Julian Sturdy, Member of Parliament for York Outer, has welcomed the government’s decision to lower the screening age for the NHS bowel cancer programme from 60 to 50, following calls for this from him and many others.
The Health Secretary, Matt Hancock, has accepted the recommendation of the expert National Screening Committee that screening should now be offered from ages 50 to 74, 10 years lower than the current programme which covers people aged 60 to 74. Screening will now be done via the new FIT (faecal immunochemical testing for haemoglobin) home test kit, due to be rolled out from the autumn.
Ministers have now directed NHS England and Public Health England to put together an implementation plan for this extension to ensure the health service has the capacity to deliver it. These improvements will be considered as part of the government’s new 10-year plan for the NHS, which prioritises improving cancer outcomes, backed by a funding increase of £20.5 billion a year by 2023.

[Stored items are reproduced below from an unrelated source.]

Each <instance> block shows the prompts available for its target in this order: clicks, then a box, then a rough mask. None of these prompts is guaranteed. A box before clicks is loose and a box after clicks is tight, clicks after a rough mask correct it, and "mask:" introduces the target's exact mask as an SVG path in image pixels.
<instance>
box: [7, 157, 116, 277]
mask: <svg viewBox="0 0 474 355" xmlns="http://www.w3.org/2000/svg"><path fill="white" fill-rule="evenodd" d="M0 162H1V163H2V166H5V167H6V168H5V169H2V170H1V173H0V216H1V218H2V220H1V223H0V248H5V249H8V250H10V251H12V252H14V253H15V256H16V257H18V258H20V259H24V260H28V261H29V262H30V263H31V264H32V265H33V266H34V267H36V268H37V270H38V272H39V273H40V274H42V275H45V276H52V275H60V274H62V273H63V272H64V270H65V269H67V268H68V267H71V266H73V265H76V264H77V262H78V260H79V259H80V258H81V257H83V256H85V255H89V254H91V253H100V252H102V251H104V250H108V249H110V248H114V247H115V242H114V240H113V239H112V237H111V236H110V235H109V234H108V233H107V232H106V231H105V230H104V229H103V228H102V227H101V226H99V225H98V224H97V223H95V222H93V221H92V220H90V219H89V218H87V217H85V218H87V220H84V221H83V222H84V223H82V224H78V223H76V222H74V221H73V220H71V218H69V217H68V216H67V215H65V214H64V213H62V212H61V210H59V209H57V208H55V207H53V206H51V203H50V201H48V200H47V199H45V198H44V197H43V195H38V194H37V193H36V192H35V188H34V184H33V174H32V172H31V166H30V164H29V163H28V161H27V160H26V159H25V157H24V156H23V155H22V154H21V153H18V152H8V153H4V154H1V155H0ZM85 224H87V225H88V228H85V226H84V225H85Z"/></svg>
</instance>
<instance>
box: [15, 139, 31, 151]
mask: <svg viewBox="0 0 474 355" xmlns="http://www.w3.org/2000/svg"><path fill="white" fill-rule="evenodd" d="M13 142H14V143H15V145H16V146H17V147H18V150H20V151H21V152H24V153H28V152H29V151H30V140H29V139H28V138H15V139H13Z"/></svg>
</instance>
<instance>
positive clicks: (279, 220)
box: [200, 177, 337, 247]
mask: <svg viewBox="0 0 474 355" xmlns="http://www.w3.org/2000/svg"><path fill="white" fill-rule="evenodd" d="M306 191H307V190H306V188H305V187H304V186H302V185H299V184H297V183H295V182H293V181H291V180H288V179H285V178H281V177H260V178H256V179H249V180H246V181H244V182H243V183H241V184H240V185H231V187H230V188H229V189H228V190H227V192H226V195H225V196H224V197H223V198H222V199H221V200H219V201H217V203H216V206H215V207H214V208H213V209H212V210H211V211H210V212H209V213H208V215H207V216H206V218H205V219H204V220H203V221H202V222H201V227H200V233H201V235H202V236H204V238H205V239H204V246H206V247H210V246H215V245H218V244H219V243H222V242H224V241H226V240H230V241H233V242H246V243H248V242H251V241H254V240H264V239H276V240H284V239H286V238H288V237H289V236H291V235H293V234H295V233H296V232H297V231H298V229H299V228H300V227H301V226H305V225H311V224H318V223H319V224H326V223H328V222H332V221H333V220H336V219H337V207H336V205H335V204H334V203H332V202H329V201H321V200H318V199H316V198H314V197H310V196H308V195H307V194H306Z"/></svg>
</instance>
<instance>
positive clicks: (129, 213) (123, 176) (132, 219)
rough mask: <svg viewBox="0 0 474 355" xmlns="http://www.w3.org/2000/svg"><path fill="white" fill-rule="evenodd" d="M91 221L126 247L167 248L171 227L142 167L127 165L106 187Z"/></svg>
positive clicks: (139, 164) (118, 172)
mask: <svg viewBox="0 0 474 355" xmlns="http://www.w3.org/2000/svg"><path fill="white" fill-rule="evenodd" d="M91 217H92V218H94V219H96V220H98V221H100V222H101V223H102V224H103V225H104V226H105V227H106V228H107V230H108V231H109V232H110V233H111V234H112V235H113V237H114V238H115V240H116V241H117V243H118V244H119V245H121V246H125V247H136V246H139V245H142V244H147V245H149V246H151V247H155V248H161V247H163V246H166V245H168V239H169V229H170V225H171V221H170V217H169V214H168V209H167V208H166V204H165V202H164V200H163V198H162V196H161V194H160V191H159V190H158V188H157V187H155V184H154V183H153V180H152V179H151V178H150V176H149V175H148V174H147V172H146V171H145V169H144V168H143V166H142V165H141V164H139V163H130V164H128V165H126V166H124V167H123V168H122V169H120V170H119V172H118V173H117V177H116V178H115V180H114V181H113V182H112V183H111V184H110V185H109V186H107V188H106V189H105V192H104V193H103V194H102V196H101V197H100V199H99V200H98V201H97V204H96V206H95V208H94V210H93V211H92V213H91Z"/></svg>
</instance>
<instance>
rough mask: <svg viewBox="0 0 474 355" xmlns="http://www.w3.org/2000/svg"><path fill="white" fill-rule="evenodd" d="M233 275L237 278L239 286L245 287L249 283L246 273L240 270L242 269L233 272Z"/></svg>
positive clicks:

Bowel cancer is responsible for the deaths of some 16,000 people a year, and is the fourth-most common cancer in the UK. If detected early on it can be effectively treated, with patients making a full recovery, which means having the right provision for early diagnosis is very important
Julian Sturdy has been active in lobbying the government on this, asking Theresa May to listen to proposals to lower the screening age from 60 to 50 at Prime Minister’s Questions in the House of Commons on 23rd May, stressing the importance of catching the disease earlier through better diagnosis. He also added his voice to cross-party calls to lower the screening age, and improve testing more broadly, in a parliamentary debate earlier that month.
After learning of the announcement, Mr Sturdy said: “I am delighted to hear the Health Secretary has decided to lower the bowel cancer screening age, listening to calls from me and many other people.
This extension provides greater certainty and security for families in York and right across the country. We can move to limit the terrible impact of this cancer by catching it sooner.
I am very encouraged that the lower screening age and new FIT test are being considered as part of the government’s long-term NHS plan, backed with significant new funding. I will continue to monitor the roll-out of these new arrangements on behalf of York residents.”